Admins managing Veritas InfoScale environments rely on Veritas InfoScale Operations Manager (VIOM) as their primary tool. VIOM offers combined control of physical, virtual, and cloud infrastructures. However, recent developments have exposed two new vulnerabilities. Attackers may exploit these vulnerabilities to gain access to private data, making it crucial for admins to act promptly to secure their systems. Safe versions of VIOM are available for download.
According to the warning message, the two vulnerabilities in VIOM are classified as “high” risk. Even without assigned CVE numbers, the vulnerabilities require urgent action from admins. Attackers who successfully exploit these vulnerabilities could bypass system security to access information that would otherwise be unreachable.

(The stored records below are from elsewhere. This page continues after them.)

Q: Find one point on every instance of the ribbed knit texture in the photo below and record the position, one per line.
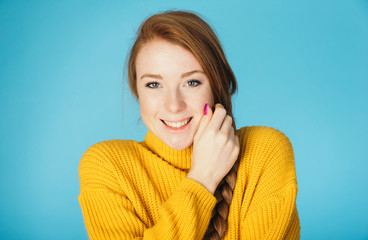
(139, 190)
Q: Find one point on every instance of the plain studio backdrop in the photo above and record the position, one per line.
(302, 67)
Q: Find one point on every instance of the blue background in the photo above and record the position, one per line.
(302, 68)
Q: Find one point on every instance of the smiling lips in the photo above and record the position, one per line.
(177, 125)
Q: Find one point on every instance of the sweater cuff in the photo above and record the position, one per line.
(205, 198)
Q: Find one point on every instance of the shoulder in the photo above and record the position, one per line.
(100, 163)
(264, 149)
(263, 138)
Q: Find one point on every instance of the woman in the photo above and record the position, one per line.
(194, 176)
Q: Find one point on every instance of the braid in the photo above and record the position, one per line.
(224, 194)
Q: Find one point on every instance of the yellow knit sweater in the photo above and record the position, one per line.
(139, 190)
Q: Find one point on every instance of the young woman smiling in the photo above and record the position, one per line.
(194, 176)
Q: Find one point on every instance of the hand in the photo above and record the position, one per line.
(215, 149)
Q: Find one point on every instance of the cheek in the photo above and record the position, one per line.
(148, 107)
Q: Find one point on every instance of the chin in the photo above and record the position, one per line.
(179, 145)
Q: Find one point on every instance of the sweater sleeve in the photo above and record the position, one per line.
(272, 212)
(109, 214)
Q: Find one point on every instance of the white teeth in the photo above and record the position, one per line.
(177, 124)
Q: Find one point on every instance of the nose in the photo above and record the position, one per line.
(174, 101)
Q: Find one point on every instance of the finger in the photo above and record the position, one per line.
(227, 125)
(207, 115)
(218, 117)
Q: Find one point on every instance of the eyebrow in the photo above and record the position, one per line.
(158, 76)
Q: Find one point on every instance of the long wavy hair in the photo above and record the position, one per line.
(191, 32)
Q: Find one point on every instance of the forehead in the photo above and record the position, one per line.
(161, 56)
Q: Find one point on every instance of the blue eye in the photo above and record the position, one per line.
(153, 85)
(193, 83)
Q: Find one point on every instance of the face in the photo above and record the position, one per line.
(172, 91)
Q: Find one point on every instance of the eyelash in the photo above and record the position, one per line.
(150, 84)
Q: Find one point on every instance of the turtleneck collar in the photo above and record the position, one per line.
(179, 158)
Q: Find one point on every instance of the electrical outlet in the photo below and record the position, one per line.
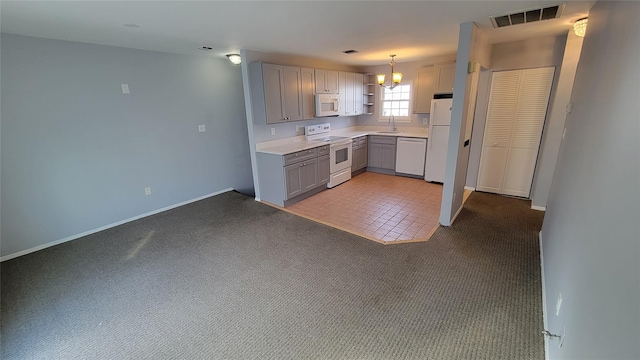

In one case, attackers must have admin/root rights, but this is often a position they already have when attacking a system. In this scenario, attackers may launch manipulated inputs that are not correctly verified, allowing them to gain complete control over the system. In the second case, an SQL injection attack can give attackers access to a system’s database, where they can view or even manipulate the data contained within it.
The warning does not provide detailed information on how these attacks could proceed, and there is no evidence of any attacks so far. However, the affected versions of VIOM are 7.0, 7.1, 7.2, 7.3, 7.3.1, 7.4, 7.4.2, and 8.0. Earlier versions may also be vulnerable, and it is essential to update to a secure version as soon as possible.
Developers have released two secure versions of VIOM, i.e., VIOM 7.4.2 GA Update version 7.4.2.800 and VIOM 8.0 GA Update version 8.0.410(des). It is the responsibility of admins to download the patch immediately and update their systems to prevent these vulnerabilities from being exploited.
In conclusion, the security of our systems is critical, and this warning is a reminder that any potential threats must be addressed promptly. Admins should download the safe versions available and deploy the patches to secure their systems effectively. Proactive measures such as staying updated with necessary downloads can help curb the effects of malicious attacks, making it easier to manage and protect Veritas InfoScale environments from threats.